Gallbladder-related events (biliary dyskinesia, choledocholithiasis, cholecystitis) were reported in STEP and SUSTAIN trials at similar frequencies in semaglutide and placebo arms, again not supporting a causal relationship. However, GLP-1 agonists slow gastric emptying and may alter bile flow, theoretically increasing gallstone formation. Real-world data from registries have raised concerns about increased cholecystectomy rates in GLP-1 agonist users, but causality remains uncertain. Acute kidney injury, hospitalization for heart failure, and severe infections occurred at comparable rates in semaglutide and placebo arms in trials.

Clinical guidelines recommend baseline assessment of gastrointestinal tolerability and symptoms suggestive of pancreatitis (epigastric pain) or gallbladder disease (right upper quadrant pain). Periodic monitoring of renal function is recommended, particularly in those with baseline renal disease; semaglutide is cleared hepatically with minimal renal excretion, but acute kidney injury could result from severe dehydration secondary to diarrhoea or vomiting. Monitoring of heart rate is recommended, given the modest increases (2–3 bpm) observed; however, serious arrhythmias were uncommon in trials.
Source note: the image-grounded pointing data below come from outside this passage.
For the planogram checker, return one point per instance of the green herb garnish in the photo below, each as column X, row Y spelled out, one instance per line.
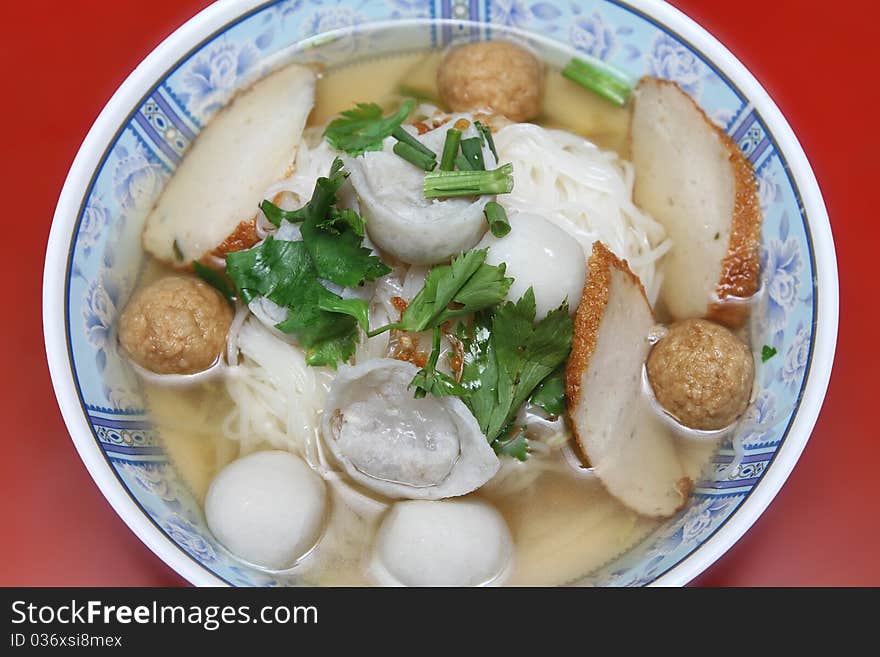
column 599, row 78
column 430, row 380
column 364, row 128
column 290, row 273
column 323, row 197
column 472, row 150
column 415, row 157
column 283, row 272
column 516, row 446
column 441, row 184
column 462, row 163
column 450, row 149
column 550, row 395
column 497, row 218
column 215, row 279
column 507, row 355
column 463, row 287
column 401, row 135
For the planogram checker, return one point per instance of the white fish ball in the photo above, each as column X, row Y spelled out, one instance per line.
column 541, row 255
column 442, row 543
column 267, row 508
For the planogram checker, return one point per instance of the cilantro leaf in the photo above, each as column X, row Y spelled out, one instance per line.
column 338, row 252
column 357, row 308
column 318, row 207
column 490, row 388
column 550, row 394
column 430, row 380
column 324, row 324
column 465, row 286
column 364, row 128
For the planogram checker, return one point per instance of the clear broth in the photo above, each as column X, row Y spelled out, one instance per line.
column 564, row 526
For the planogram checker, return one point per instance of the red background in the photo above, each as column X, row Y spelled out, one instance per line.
column 63, row 60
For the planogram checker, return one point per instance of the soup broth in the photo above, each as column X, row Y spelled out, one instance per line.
column 564, row 524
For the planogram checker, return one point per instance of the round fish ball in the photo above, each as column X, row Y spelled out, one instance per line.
column 442, row 543
column 702, row 374
column 175, row 325
column 267, row 508
column 496, row 75
column 541, row 255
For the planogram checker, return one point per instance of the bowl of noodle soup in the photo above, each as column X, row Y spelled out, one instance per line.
column 118, row 417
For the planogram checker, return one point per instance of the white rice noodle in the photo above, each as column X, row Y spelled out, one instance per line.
column 585, row 191
column 278, row 397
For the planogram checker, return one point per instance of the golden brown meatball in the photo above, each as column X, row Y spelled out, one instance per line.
column 176, row 325
column 495, row 75
column 702, row 374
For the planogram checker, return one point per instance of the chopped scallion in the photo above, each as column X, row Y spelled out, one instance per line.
column 450, row 149
column 497, row 218
column 463, row 163
column 472, row 149
column 400, row 134
column 441, row 184
column 415, row 157
column 599, row 78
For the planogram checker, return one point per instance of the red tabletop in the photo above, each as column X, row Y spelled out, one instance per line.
column 63, row 60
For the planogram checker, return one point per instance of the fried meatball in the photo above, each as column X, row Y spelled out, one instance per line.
column 702, row 374
column 176, row 325
column 495, row 75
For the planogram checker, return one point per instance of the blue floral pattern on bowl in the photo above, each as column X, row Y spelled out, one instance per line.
column 105, row 257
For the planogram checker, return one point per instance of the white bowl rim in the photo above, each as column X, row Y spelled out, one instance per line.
column 200, row 27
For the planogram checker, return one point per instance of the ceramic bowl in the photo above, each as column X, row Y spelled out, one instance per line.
column 140, row 136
Special populations require additional consideration: (1) Patients with prior pancreatitis should be counselled on pancreatitis symptoms and may warrant closer monitoring; (2) those with gallstone disease may face increased risk of biliary complications, though data are inconclusive; (3) patients with thyroid cancer history are excluded from semaglutide use due to the thyroid C-cell boxed warning; (4) renal impairment requires monitoring but does not necessarily preclude use (SUSTAIN 5 included moderate renal disease).

Long-term safety beyond 2–3 years remains incompletely characterized; most trials were of 68–104 weeks duration. Real-world post-marketing surveillance provides longer follow-up but lacks the rigorous design of randomised trials. Some emerging real-world data suggest potential increased cholecystectomy rates with GLP-1 agonists, but confounding by obesity, metabolic syndrome, and other risk factors is difficult to exclude. The long-term neurological effects of sustained GLP-1 receptor agonism (given the distributed expression in the central nervous system) are unknown.

Additionally, the thyroid C-cell tumour signal from preclinical rodent studies has not translated clinically, but the mechanism underlying species-specific toxicology remains unclear. This knowledge gap complicates risk communication to patients regarding the thyroid warning. Finally, the potential for microbiota dysbiosis from sustained semaglutide use, and any long-term immunological consequences, remain speculative areas for future research.